Speaking on the live weekly Rainbow PUSH Coalition broadcast, Bishop-Jenkins, along with Erinn Mahathey, national Outreach director, presented the awards on the heels of Victim’s Rights Week.
Afterwards in a private meeting, Bishop-Jenkins praised Jonathan Jackson for going to Springfield and testifying on behalf of the bill that gave crime victims the same level of protections as the accused. She thanked Rev. Jackson for his public support of the law by his sending out press releases and tweets.
Bishop-Jenkins explained that Marsy’s Law seeks to amend state constitutions that don’t offer protections to crime victims. Her goal is to have this law as part of the U.S. Constitution; that is to give victims of crime equal rights that are already afforded to the accused and the convicted.

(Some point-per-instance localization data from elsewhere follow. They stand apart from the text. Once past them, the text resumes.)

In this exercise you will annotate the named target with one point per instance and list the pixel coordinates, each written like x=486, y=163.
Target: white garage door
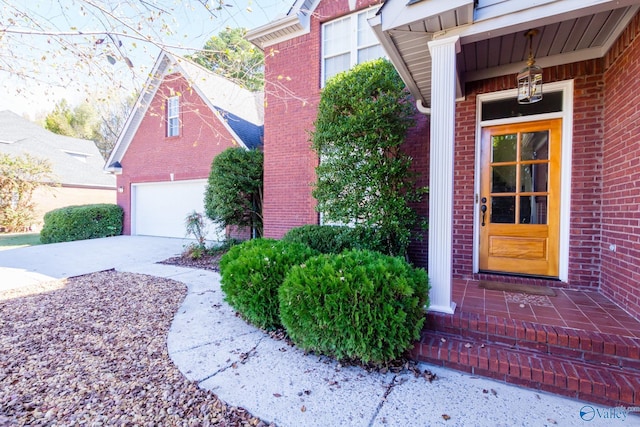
x=160, y=209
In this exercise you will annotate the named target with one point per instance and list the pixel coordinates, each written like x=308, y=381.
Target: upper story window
x=348, y=41
x=173, y=116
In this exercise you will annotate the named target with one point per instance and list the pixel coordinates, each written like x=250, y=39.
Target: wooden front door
x=520, y=198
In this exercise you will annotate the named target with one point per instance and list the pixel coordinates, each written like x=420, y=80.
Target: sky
x=41, y=65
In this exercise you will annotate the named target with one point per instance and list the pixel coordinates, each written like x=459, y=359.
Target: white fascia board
x=397, y=14
x=487, y=25
x=392, y=52
x=293, y=26
x=138, y=111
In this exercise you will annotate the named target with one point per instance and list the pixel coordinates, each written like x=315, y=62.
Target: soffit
x=497, y=46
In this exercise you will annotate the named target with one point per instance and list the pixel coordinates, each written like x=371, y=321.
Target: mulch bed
x=205, y=262
x=91, y=350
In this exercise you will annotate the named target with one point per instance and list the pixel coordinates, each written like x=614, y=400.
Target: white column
x=443, y=98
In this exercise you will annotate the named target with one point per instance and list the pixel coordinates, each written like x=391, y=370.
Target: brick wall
x=621, y=173
x=153, y=157
x=292, y=73
x=586, y=185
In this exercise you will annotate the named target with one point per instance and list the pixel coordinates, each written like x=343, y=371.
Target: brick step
x=566, y=343
x=586, y=380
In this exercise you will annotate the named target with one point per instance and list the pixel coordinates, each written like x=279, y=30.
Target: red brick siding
x=293, y=72
x=584, y=268
x=621, y=173
x=152, y=156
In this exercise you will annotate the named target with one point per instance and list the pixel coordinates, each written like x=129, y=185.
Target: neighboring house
x=76, y=165
x=544, y=194
x=184, y=117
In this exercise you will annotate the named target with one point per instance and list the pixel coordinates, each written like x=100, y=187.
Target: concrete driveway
x=31, y=265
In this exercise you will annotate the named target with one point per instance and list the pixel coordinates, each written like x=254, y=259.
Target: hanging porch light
x=530, y=78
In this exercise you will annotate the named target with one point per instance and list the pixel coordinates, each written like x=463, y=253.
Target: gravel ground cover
x=91, y=350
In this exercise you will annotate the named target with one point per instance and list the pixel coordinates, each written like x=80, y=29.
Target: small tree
x=363, y=177
x=20, y=176
x=234, y=191
x=231, y=55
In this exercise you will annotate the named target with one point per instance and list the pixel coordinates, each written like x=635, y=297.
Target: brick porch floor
x=576, y=343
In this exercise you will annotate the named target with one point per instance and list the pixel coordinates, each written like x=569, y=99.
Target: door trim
x=566, y=168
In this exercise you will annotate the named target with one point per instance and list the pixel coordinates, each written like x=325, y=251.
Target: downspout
x=422, y=109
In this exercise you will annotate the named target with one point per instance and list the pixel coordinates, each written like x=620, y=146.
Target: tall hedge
x=82, y=222
x=359, y=305
x=234, y=192
x=364, y=178
x=252, y=273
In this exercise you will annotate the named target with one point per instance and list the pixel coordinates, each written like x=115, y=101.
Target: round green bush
x=82, y=222
x=253, y=271
x=333, y=239
x=359, y=305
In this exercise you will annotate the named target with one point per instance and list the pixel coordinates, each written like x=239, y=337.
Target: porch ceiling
x=495, y=45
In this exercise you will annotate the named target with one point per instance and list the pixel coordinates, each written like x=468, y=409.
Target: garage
x=160, y=208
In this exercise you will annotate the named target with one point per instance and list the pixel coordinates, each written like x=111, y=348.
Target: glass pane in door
x=504, y=148
x=503, y=210
x=534, y=145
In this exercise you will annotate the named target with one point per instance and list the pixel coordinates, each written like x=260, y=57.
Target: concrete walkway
x=279, y=383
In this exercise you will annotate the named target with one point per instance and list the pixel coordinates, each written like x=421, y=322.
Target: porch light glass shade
x=530, y=85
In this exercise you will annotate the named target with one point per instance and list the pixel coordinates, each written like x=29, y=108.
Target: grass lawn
x=18, y=240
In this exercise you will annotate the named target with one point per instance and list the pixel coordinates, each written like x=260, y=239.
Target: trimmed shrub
x=82, y=222
x=253, y=271
x=360, y=305
x=333, y=239
x=326, y=239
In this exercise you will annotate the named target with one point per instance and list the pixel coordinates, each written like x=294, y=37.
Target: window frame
x=352, y=47
x=173, y=116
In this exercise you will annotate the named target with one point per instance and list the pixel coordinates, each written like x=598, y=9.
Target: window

Bishop-Jenkins talked about the origin and background of Marsy’s Law. It was named after 23-year-old Marsalee Ann Nicholas (Marsy), a senior at UC Santa Barbara who in 1983 was stalked by her ex-boyfriend, Kerry Conley and who later killed her.
Although he was arrested immediately, the same week of the Nicholas funeral, Bishop-Jenkins said the victim’s family ran into him in a grocery store. He had bonded out.
“There was no notice to the victim’s family.” Nicholas’ mother was so terrified and shocked that she had a heart attack but survived,” said Bishop-Jenkins.
When the family called the police and asked how was it possible for Conley to be released without notifying their family, they learned there was no legal obligation to give out that information to the victim’s family.
“That is when the Nicholas family said they were going to change that and began the Marsy’s Law effort,” Bishop-Jenkins explained.
Marsy’s Law passed in California in 2008.
While all of the protections for the accused remain in the U.S. Constitution, Bishop-Jenkins said, “What crime victims need is notice of what is going on in the case, the right to be heard in the sentencing once they are determined to be guilty, protections to be kept safe during the proceedings and the right to get restitutions for the harms done to their families because of the crime.”
Under this law, when an offender is to be released or will be allowed out on bail, the victim has a right to know about it and to be heard. Marsy’s Law has been passed in 11 states and is on the ballots of several more states.
Nicholas’ older brother, Dr. Henry Nicholas, who is the co-founder and former co-chairman of the board, president and chief executive officer of Broadcom Corporation, has reportedly “committed his personal family fortune to this effort,” Bishop-Jenkins said. Dr. Nicholas was ranked number 703 on the Forbes Billionaire list.